Adverbs such as 'again', 'intermittently', 'on occasion', 'back then', 'recurrently', 'often', 'seldom', etc easily could combine with various emotional components, possibly in a systematic way. Obviously, some gaps easily could occur in such a system.

Meanings such adverbs would encode include '(too) often', 'seldom (enough)', 'back then (~in the good old days~)', 'again (argh why the heck does that have to happen again blargh)', 'back then (man I hated those times)', 'soon (and luckily, not too soon)', a while ago (and I am happy that much time has passed), etc. Emotions basically are marked on scales of intensity of emotion, positive or negative emotion as well as two points off that axis representing 'sufficient' or 'insufficient' - i.e. frequency, time passed or remaining, or sufficiently long or short time span.

Sunday, January 5, 2014

Detail #73: Narrative and poetic use of evidentiality

Evidentiality has become somewhat popular, and the kinds of question you see on conlanger forums often relates to how it's dealt with in indirect speech, whether there's separate evidentialities for stories and poetry, etc.

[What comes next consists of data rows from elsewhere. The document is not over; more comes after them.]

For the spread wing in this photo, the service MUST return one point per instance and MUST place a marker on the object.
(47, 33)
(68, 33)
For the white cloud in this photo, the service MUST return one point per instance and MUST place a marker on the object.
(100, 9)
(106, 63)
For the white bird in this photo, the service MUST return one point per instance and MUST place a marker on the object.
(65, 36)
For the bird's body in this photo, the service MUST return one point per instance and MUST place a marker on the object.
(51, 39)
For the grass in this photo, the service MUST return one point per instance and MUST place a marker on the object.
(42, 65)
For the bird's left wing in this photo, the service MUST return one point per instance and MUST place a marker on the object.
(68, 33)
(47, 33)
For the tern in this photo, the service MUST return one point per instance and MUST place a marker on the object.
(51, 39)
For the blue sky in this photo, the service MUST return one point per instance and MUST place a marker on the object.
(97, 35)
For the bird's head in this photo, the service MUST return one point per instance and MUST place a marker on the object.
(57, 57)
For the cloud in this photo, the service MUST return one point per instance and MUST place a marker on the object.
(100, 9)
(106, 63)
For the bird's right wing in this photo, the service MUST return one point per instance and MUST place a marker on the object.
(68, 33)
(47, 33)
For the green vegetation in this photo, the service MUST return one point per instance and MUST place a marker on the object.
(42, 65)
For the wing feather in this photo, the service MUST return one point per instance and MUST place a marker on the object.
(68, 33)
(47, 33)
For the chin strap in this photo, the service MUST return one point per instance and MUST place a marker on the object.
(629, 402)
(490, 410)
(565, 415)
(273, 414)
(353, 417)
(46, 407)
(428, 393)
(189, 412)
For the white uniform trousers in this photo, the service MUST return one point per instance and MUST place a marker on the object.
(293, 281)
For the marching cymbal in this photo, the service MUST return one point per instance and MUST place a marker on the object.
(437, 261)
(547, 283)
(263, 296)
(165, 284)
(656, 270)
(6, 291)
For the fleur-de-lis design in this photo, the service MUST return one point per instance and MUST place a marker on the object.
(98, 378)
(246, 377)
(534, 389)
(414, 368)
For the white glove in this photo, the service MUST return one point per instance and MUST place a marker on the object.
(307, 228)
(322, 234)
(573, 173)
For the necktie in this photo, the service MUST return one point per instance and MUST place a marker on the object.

I came up with a particular set of neat ideas for how evidentiality could be used in narratives and in poetry, but these usages have implications for the use of evidentiality throughout the language.

1. Ascending Evidentiality
Often, in poetic contexts, evidentiality tends to ascend - within a stanza, it is rather seldom that a verb has a less strong evidentiality than a previous verb has. Thus, when praising a king or the beauty of a woman or flower or whatever, the intensity of the evidentiality with which the poet has experienced the greatness/beauty/etc grows, while also possibly other details go towards more intense strengths as well - stronger adjectives, greater deeds, etc.

2. Descending evidentiality in narratives and plays
Often, the audience is informed that a character is being deceptive by his repeating similar lines with clearly weakening evidentiality, here given as if translated into English:
I have witnessed how he plans the deed, I have inferred that he's up to something, I have heard rumors that he will kill you, I suspect that he is out for your life
Sometimes, a descending evidentiality chain is broken - thus basically being a short plot twist - suspected deceiver was honest all along.

What we can deduce about the language where this feature exists as far as grammar goes is that evidentiality is not stacked or changed in indirect speech - the verb form used by the person making the original utterance is usually preserved. We also clearly can tell that narratives use the usual evidentialities, rather than some kind of 'fictive evidentiality' or other notions that some conlangers have played around with.

Saturday, January 4, 2014

On with detail #69: A construction for predicative comparison

Developing this idea a bit, we get to constructions along the line of 
Stephen is taller than Everett 
So, we have one separate lexeme for tall (let us call it 'tall'), and one somewhat more general lexeme for 'taller' (also including meanings like bigger, stronger, wider, meatier, manlier, more robust, sturdier... ). Let us say the comparative lexeme is 'balls'. The above meaning would correlate to
Stephen is balls, Everett (is) tall.
For a thing like 'Stephen is stronger than ever', you could do something like:
Stephen is balls since strong? Stephen is balls ever strong? Stephen is now balls for strong.
Of course, some languages have comparatives also doing double duty as some kind of intensifying adjective. This obviously has a problem in a language with this adjective system, as the more intense adjectives all cover a much wider semantic space than the regular ones.

What could help this out would be some kind of almost-duplication:
Stephen is balls tall ('Stephen is very tall')
The two words don't need to form a sequence, they can be distributed throughout the sentence depending on various factors.